The news is encouraging and comes just a couple of months after the disappointing Copenhagen Climate Change Conference, where India China, Brazil and most of the developing world fought against UN-mandated cuts in carbon and green house gas emissions.
In his annual speech to parliament on Friday, Finance Minister Pranab Mukherjee said the tax was “a credible strategy for combating global warming and climate change,” reports Bloomberg News.
The Indian government plans to impose a clean energy tax of 50 rupees ($1 / €0.79 / £0.70) a metric ton on domestic and imported coal. Mukherjee did not say how much money would be raised by the new tax.
Indian power producers use about 375 million tons of domestic and imported coal. Based on that metric the new tax could raise about 25 billion rupees, Bloomberg writes, citing an estimate compiled by Emergent Ventures, a climate change consulting company.

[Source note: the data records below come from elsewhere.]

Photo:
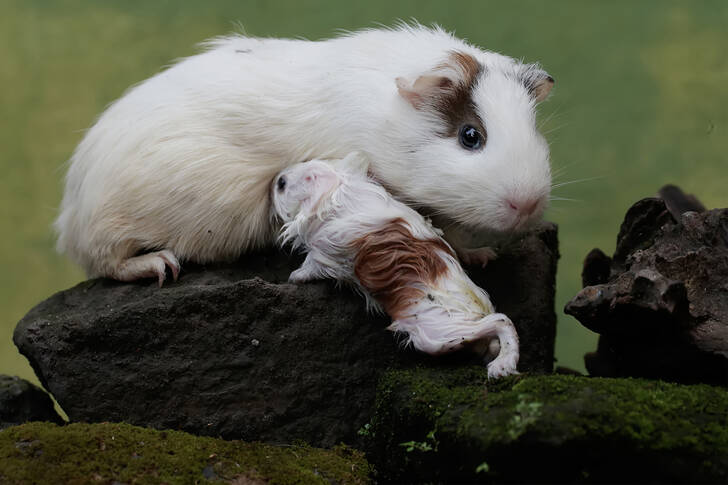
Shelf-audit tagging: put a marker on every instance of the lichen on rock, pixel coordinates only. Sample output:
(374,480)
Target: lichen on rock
(121,453)
(547,429)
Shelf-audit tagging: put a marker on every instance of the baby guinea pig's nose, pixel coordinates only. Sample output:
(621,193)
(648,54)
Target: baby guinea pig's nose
(525,206)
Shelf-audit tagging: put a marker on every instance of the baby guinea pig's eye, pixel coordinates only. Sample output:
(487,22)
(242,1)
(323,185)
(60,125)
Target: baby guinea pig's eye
(470,138)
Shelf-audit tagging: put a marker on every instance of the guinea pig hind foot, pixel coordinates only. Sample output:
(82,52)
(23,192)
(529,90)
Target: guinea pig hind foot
(148,265)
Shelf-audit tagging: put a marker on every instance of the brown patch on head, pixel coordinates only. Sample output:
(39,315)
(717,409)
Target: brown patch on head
(456,104)
(390,261)
(448,90)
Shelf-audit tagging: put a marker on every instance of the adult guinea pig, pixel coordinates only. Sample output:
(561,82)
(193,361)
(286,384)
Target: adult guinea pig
(353,231)
(179,167)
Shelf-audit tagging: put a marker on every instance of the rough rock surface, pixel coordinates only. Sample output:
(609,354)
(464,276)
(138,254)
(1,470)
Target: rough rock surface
(108,453)
(21,401)
(441,425)
(232,350)
(660,304)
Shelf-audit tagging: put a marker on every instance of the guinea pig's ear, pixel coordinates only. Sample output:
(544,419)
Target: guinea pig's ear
(537,81)
(354,163)
(425,87)
(320,180)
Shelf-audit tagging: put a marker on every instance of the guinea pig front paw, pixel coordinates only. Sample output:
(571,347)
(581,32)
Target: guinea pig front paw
(476,256)
(502,366)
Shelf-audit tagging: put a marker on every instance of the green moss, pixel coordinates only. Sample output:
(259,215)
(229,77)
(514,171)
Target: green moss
(666,431)
(106,453)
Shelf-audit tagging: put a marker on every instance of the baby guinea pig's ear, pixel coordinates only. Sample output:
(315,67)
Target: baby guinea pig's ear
(320,179)
(355,163)
(537,81)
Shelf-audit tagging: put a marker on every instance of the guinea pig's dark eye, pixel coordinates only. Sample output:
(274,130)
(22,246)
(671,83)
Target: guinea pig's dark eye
(470,138)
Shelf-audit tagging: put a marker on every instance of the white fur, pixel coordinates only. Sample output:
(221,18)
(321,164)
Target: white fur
(182,162)
(326,210)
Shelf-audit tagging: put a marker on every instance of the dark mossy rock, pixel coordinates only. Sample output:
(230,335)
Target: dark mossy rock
(450,425)
(234,351)
(21,401)
(660,304)
(125,454)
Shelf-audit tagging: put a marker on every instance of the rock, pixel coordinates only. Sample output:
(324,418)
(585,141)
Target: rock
(522,284)
(233,351)
(121,453)
(21,401)
(448,425)
(660,304)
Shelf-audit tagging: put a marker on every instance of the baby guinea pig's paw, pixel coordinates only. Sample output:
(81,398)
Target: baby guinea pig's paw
(299,276)
(476,256)
(503,366)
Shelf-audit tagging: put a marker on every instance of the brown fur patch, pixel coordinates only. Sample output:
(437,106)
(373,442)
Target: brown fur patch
(390,260)
(455,103)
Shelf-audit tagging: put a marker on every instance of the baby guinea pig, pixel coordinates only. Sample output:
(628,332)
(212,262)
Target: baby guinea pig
(179,167)
(353,231)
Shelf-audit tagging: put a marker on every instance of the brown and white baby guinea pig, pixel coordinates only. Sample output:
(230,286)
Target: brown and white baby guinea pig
(354,232)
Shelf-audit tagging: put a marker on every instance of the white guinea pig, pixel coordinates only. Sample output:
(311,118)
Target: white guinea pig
(353,231)
(179,167)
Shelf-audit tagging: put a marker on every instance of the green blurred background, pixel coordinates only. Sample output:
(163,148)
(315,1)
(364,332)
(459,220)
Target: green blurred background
(641,99)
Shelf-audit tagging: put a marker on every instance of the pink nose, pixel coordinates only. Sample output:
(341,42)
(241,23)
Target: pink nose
(525,207)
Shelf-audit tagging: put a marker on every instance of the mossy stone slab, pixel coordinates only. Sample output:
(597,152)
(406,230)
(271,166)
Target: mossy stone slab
(122,453)
(451,425)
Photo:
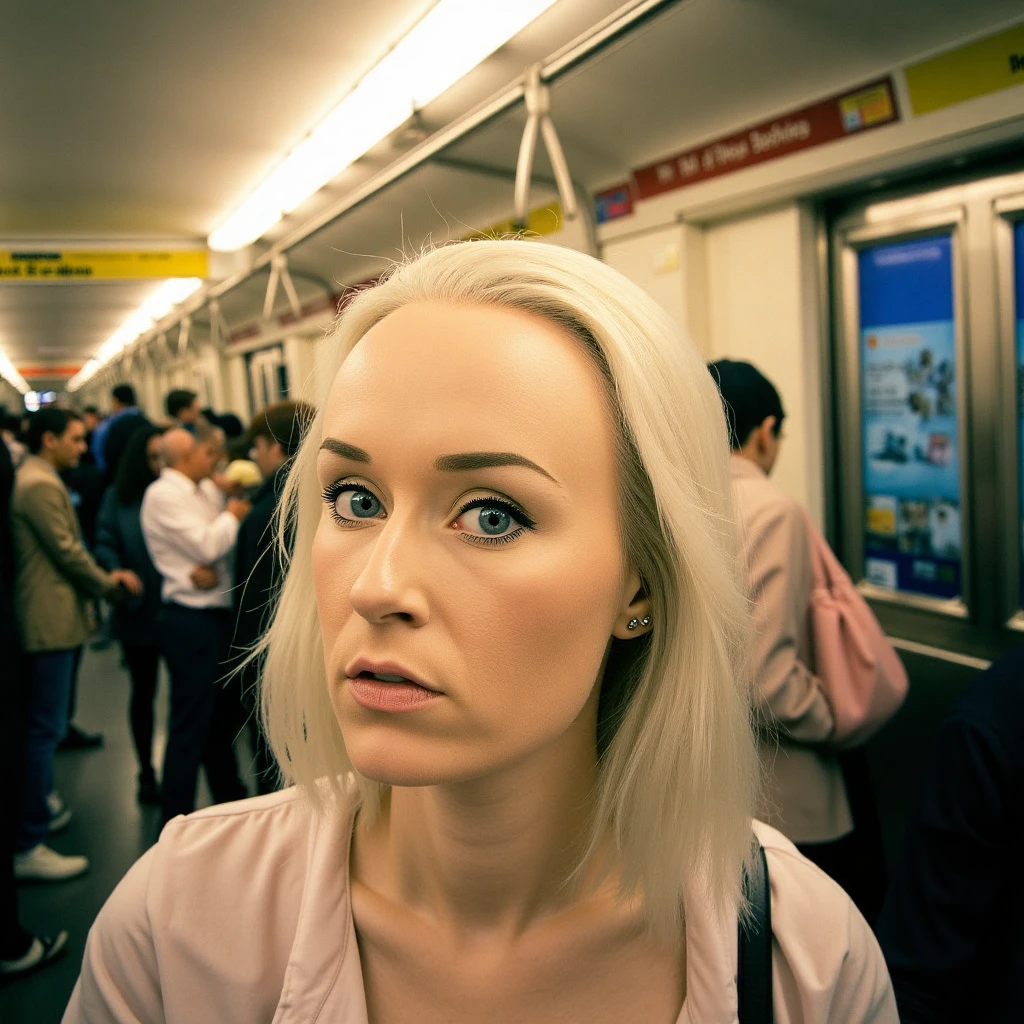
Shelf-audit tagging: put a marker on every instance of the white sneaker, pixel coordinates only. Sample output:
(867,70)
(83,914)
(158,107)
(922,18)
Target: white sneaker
(44,864)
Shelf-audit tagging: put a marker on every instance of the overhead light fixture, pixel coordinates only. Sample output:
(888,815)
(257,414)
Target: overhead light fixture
(452,39)
(11,376)
(155,308)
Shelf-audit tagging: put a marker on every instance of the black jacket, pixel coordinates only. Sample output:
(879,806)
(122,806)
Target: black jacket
(951,928)
(120,545)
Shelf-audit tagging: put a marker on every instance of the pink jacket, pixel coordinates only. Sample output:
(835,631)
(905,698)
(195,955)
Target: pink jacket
(241,914)
(805,794)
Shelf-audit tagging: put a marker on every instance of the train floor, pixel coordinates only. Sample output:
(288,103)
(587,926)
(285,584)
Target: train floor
(108,825)
(113,829)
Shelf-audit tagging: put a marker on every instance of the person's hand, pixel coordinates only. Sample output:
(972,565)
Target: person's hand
(204,577)
(128,580)
(239,507)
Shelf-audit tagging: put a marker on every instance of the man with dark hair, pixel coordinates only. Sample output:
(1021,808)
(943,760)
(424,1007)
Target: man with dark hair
(186,522)
(812,797)
(55,580)
(19,949)
(182,408)
(125,419)
(273,438)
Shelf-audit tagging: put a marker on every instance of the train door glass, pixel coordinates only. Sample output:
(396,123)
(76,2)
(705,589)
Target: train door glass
(1018,314)
(267,377)
(909,425)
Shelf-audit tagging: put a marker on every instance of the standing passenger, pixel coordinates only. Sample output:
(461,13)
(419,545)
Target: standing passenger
(182,408)
(120,545)
(274,437)
(950,929)
(56,577)
(506,676)
(807,795)
(185,523)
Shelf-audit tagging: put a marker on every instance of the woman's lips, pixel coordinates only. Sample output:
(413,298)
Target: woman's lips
(379,695)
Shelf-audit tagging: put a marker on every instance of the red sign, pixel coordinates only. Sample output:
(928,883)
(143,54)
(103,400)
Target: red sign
(869,107)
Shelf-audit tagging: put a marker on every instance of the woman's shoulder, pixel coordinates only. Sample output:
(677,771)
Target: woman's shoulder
(826,963)
(207,916)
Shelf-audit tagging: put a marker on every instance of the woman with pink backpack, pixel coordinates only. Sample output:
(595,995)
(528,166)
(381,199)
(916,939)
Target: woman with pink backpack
(824,676)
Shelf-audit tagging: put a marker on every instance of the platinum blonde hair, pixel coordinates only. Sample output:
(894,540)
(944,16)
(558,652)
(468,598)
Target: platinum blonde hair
(677,770)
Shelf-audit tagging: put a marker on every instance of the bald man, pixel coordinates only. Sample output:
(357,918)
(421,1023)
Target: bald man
(186,522)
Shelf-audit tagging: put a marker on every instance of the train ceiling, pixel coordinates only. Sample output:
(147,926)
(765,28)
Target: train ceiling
(144,123)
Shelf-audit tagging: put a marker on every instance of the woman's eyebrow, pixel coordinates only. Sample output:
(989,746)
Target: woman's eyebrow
(445,463)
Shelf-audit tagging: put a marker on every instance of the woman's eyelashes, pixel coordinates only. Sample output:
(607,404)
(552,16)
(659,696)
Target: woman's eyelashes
(350,503)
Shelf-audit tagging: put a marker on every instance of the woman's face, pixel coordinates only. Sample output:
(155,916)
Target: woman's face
(497,585)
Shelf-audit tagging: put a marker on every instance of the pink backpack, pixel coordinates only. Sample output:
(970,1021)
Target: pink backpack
(862,675)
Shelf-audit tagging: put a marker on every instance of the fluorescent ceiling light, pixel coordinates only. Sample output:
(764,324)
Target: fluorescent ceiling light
(155,308)
(11,376)
(452,39)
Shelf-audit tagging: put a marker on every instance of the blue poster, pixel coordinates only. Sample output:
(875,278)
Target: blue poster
(911,459)
(1019,313)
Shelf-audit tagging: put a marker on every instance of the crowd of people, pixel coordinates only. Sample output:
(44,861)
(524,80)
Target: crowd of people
(180,544)
(159,536)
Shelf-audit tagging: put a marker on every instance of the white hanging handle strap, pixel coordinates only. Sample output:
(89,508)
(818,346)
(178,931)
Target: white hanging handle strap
(539,121)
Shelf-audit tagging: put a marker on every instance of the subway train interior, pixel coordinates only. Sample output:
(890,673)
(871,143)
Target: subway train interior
(192,193)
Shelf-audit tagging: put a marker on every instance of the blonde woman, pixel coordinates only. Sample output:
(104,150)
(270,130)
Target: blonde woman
(505,677)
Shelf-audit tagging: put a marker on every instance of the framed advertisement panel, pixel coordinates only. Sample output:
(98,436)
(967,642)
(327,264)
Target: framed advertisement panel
(1010,257)
(904,435)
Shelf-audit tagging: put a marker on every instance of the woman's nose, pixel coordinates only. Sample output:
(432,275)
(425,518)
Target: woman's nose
(391,585)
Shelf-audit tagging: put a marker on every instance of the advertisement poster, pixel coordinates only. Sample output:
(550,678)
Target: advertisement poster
(1019,312)
(911,459)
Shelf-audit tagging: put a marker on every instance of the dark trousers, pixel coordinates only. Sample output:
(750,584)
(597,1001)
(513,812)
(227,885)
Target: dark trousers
(204,715)
(14,939)
(50,678)
(142,663)
(73,691)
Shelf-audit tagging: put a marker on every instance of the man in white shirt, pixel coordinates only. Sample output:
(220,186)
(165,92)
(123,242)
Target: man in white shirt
(186,522)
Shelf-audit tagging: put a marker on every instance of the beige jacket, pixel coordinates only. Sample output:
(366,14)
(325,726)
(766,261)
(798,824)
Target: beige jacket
(55,576)
(241,914)
(806,796)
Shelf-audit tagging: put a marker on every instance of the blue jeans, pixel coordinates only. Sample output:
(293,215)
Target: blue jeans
(50,675)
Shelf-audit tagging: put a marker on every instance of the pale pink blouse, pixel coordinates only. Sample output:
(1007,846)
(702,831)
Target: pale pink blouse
(241,914)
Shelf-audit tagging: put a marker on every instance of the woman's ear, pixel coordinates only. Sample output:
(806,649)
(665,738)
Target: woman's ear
(636,617)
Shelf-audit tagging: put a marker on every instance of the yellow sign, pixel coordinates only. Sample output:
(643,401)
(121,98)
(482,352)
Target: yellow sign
(975,70)
(867,108)
(36,264)
(543,220)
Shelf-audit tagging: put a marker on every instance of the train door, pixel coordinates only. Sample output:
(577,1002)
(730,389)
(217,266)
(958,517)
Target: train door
(927,294)
(267,376)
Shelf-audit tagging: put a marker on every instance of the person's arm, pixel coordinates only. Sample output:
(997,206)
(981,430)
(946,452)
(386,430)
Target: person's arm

In his speech Mukherjee also said:
Harnessing renewable energy sources to reduce dependence on fossil fuels is now recognized as a credible strategy for combating global warming and climate change.
Ahead of Copenhagen, India had vowed to cut its carbon intensity, or the amount of carbon dioxide released per unit of gross domestic product, by up to 25 percent by 2020.
India’s latest federal budget, for the 2010 – 2011 period, also includes tax incentives to grow solar, wind and geothermal power generation.